After graduation and a year’s graduate work at Michigan, I was awarded the Eugene Power Exchange Scholarship to Magdalene College Cambridge where I was to pursue a Part 2 Degree in Biological Anthropology. There I met the Director of the HLA laboratory at Old Addenbrookes Hospital who agreed to take me on as a research student in my second year. I learned all about the new emerging field of HLA serology, genetics, and immunology and completed a research project that I put toward completing my Cambridge BA degree. It was later published in a British medical journal. Arriving back at Michigan, I used the project as the basis for my PhD research. In 1976, I was awarded a two-year NIH Postdoctoral Research Training Fellowship in the Hospital’s Department of Human Genetics with Drs James Neel and Henry Gershowitz, who was a pioneer and expert in the Gamma Marker (Gm) IgG genetic system. I joined Dr Neel’s Trio Study and looked at mother-foetal immune interactions using the Gm system as a probe.
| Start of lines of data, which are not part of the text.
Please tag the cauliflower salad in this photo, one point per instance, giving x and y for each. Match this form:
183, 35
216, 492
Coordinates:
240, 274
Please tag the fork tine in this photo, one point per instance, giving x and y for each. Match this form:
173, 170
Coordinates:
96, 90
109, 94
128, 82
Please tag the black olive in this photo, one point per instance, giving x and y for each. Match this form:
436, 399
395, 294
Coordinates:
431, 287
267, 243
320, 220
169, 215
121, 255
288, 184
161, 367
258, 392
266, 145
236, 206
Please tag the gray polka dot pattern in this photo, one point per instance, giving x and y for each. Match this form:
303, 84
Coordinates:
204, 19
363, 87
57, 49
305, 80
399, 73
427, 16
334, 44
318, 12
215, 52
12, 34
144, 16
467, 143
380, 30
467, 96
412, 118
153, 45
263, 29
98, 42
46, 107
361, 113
In the fall of 1978, when I arrived to take up my position as a tenure-track Assistant Professor at Arizona State University, I became aware of the long-range study of Indigenous Americans in Arizona that was begun by the NIH Intramural Research Program of the National Institute of Diabetes and Digestive and Kidney Diseases (NIDDK) in 1965, and made an appointment to talk to the head of the epidemiology section. Here is where the serendipity comes in: the study had been collecting blood samples and typing members of the Indigenous community for years, under strict rules of procedure and informed consent. He and his colleagues had a computer full of HLA, Gm, and red blood cell genotypes but little understanding of their serology and genetics. We published our first HLA-diabetes paper in 1981, and the first genetic evidence of a three-migration model for Paleo-Indians across the Bering Strait in 1985 using a large sample of Gm data. The work has continued to this day with our latest collaboration highlighted here.
What is one common misconception people have about your work?
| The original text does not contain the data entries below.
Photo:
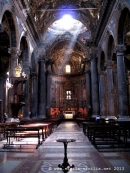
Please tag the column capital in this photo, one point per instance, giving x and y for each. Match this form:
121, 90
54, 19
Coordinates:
120, 48
102, 73
87, 66
34, 74
109, 63
14, 51
1, 28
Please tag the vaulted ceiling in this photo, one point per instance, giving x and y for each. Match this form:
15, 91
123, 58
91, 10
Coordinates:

The average person thinks of a ‘race’ as a uniform collection of humans who all share the same characteristics. This is wrong. Scientists have long ago deprecated the concept. We find in the human genome great variation, within ethnic groups and between ethnic groups. We are all one variable species with no clear genetic boundary lines while genes do not come with tags; there are no white genes, or black genes, or Jewish genes, or Indian genes. There are just genes. When any two human beings conceive a child, those genes are passed on irrespective of the combination of ethnicity and religion.
How can this unexpected finding be further investigated?
Since the discovery of HLA we have been performing disease associations with two elements, the HLA molecule and the differing frequencies of the disease and HLA marker in the control and patient samples. Our paper suggests a new tack, that we need to add a third element to the studies, the peptide. This can be facilitated by creating a library of predicted and measured strong peptide binding with the proteins that have been, to date, associated with the disease.